Mr. Tsipras has long said he wants to combat tax evasion, corruption and special privileges, as well as rein in the oligarchs who control swaths of the economy and stifle enterprise. Now is his chance to prove he means business.
At the top of Athens’ list should be the creation of a genuinely independent tax authority. The last government, led by Antonis Samaras, sacked the authority’s boss. Buttressing it with strong legal safeguards would show that Mr. Tsipras was serious about tackling tax evasion.
The prime minister should also promise to remove tax and social security privileges enjoyed by the rich. For example, judges, generals and senior civil servants should have to wait for their pensions as long as ordinary people.
Similarly, the Greek Orthodox church should lose its exemptions from the country’s unpopular property tax. Nor should the government continue to pay for priests’ pensions and salaries. The church should offer to fund them itself.
Mr. Tsipras should also revive an idea, discarded by Mr. Samaras, to tax the country’s rich ship owners. It is astonishing that they slip through the tax net.
Next on Athens’ list should be liberalizing markets, which are still gummed up by restrictive practices. This would attract investment and give consumers a better deal. 
Mr. Tsipras should also set up a “bad bank” along the lines of what Spain and Ireland have done successfully. Separating nonperforming loans would not just free the banks to provide credit to the economy, it could also help clear up corruption, as many of the bad loans are provided to oligarchs who are clever at pressuring the banks not to foreclose on them. 

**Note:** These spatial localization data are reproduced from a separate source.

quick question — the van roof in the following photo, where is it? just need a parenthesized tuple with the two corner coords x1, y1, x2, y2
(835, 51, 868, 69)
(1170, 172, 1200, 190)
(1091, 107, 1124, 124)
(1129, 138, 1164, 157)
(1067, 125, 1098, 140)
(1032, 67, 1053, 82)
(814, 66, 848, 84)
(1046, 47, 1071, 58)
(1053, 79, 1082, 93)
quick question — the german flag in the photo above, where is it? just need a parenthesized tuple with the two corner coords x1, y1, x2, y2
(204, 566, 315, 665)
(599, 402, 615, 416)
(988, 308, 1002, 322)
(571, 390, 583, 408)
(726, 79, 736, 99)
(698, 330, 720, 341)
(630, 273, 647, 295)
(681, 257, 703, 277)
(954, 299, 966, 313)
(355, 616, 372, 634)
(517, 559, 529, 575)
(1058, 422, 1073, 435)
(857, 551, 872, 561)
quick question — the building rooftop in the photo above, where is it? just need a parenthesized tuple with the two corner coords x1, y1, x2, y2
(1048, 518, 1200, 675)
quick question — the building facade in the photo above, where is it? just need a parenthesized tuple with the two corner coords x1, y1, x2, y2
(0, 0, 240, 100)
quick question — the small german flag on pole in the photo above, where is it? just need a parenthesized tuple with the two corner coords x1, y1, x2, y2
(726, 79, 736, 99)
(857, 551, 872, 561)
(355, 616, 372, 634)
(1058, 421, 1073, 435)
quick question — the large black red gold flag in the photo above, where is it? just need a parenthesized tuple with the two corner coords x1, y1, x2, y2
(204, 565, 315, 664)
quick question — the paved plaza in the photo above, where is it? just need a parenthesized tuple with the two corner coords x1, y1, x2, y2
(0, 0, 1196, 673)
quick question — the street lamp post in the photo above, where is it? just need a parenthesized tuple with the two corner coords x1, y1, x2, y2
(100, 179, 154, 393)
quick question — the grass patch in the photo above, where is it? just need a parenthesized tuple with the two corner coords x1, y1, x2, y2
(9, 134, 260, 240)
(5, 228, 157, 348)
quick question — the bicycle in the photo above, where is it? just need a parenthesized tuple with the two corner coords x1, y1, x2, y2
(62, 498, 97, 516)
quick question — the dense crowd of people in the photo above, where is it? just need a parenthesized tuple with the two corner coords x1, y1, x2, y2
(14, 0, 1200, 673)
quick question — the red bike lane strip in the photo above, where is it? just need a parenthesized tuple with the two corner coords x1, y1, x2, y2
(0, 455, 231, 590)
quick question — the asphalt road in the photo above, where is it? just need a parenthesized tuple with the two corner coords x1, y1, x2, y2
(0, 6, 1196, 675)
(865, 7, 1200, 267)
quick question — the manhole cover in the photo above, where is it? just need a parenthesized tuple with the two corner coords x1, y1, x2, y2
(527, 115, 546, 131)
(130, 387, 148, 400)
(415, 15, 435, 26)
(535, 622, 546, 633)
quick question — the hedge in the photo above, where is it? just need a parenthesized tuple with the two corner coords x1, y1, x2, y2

There is understandably some fear that a bad bank could end up as a backdoor means of helping corrupt businesses, by writing down their loans while letting their current owners stay in control. 
Greece’s creditors have the country on a short leash. They have not said how they will provide Athens with the money to stop its going bust next month. They have dangled the possibility of relaxing the punishing fiscal austerity but haven’t said by how much. 
If Mr. Tsipras can surprise his eurozone partners with radical reforms, they will be more willing to find Athens the cash to avoid bankruptcy, probably by letting it sell more short-term treasury bills to its banks. They will be more likely to relax the fiscal squeeze, allowing the government to fund some of its more pressing antipoverty policies. They will also be more amenable to relieving Greece’s vast debt burden, an idea currently on the back burner. 
It will not be easy for Mr. Tsipras to do all this, both because of his far left colleagues and vested interests that support his party. But he is popular enough to do this, especially if he secures a new mandate with a referendum or a second election. Now is the time to break with factions and side decisively with the Greek people.
This is the classic "triangulation" move from the neoliberal playbook perfected by both Bill Clinton and Tony Blair. Run against your own party. It is not going to work here. Syriza, like Podemos, is a recent political formulation, which means it is still connected to the rank and file. Tsipras couldn't split his own party without it collapsing.

Which means a Grexident is not out of the question at this point, though, like Yves Smith, I don't see how the neoliberal can does keep getting kicked down the road.